Ilustrasi: BAKUMSU
SELAMA puluhan tahun, konflik agraria di kawasan Danau Toba, khususnya yang melibatkan masyarakat adat dan PT Toba Pulp Lestari (TPL), didominasi oleh dua narasi politik utama: advokasi kepatuhan lingkungan perusahaan dan perjuangan simbolik melalui tuntutan pengakuan hak atas tanah. Advokasi yang dijalankan masyarakat sekitar pabrik dan perkebunan bersama lembaga swadaya masyarakat umumnya menempatkan identitas adat sebagai basis perlawanan, dengan menuntut hak-hak teritorial berdasarkan silsilah genealogis dan pengakuan kultural.
Perlawanan awal terhadap perusahaan perkebunan eukaliptus yang pada 1990-an masih bernama PT Inti Indorayon Utama (IIU) memang berakar kuat pada isu lingkungan, seperti pencemaran Sungai Asahan dan polusi udara pabrik bubur kertas, serta klaim hak ulayat. Tekanan politik yang dibangun atas nama hak asasi manusia, terutama hak atas lingkungan hidup yang bersih dan sehat, berhasil memaksa pencabutan izin IIU pada 1999.
Namun, struktur agraria dan politik pembangunan pasca-1998 bergerak jauh lebih cepat daripada arah strategi gerakan. Pada 2002, perusahaan kembali beroperasi dengan nama TPL, membawa konsesi seluas sekitar 167.000 hektare dan dilindungi penuh oleh rezim legal kehutanan. Sementara itu, strategi perlawanan sebagian besar stagnan pada dua agenda lama: pengakuan identitas adat dan perbaikan tata kelola lingkungan. Kedua agenda ini tidak cukup untuk menjelaskan pecahnya solidaritas internal komunitas, perubahan relasi produksi, diferensiasi kelas, serta munculnya praktik koersi baru yang jauh lebih sistemik.

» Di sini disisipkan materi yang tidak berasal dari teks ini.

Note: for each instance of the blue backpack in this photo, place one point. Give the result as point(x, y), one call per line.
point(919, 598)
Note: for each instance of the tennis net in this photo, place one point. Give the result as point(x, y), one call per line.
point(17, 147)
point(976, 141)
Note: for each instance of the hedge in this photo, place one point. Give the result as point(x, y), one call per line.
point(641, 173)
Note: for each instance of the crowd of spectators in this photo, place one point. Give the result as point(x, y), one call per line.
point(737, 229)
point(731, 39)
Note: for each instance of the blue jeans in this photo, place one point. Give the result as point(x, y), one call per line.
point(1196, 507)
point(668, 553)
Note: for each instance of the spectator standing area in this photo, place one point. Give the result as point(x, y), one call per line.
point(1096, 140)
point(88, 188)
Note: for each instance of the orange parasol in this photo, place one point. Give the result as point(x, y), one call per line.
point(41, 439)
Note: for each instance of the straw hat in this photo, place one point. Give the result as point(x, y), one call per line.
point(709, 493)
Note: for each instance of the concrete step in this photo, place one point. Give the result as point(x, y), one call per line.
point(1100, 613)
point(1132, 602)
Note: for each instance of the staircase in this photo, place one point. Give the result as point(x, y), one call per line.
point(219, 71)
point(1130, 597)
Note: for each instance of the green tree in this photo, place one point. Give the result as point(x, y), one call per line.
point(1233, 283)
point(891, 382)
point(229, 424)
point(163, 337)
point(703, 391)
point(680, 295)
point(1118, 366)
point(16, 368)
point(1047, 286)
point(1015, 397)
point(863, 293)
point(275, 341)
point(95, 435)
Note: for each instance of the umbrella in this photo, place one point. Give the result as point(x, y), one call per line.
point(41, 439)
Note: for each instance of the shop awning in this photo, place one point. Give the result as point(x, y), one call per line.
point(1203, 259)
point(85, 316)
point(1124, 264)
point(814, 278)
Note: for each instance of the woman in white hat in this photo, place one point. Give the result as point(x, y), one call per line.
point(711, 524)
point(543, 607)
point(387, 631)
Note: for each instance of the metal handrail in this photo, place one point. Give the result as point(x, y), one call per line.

Di bawah tekanan kapitalisme ekstraktif yang tidak hanya merampas tanah tetapi juga mereorganisasi produksi, komunitas adat tidak lagi tampil sebagai satu kesatuan yang solid. Mereka terbelah oleh kepentingan kelas, serta dipecah melalui kombinasi penghukuman terhadap pihak yang resisten dan pemberian imbalan kepada mereka yang bersedia mendukung perusahaan. Sebagian menjadi petani kapitalis yang bermitra, sebagian terserap sebagai buruh harian lepas TPL, sementara sebagian lain bertahan dalam posisi resistensi yang semakin rentan. Kondisi ini menuntut kerangka analisis yang melampaui bahasa hak dan pengakuan. Tulisan ini tidak hanya berbicara tentang hak yang diakui atau dirampas, tetapi tentang bagaimana logika kapital dan struktur hukum berinteraksi membentuk posisi sosial baru di pedesaan Tano Batak: Subjek Kriminal.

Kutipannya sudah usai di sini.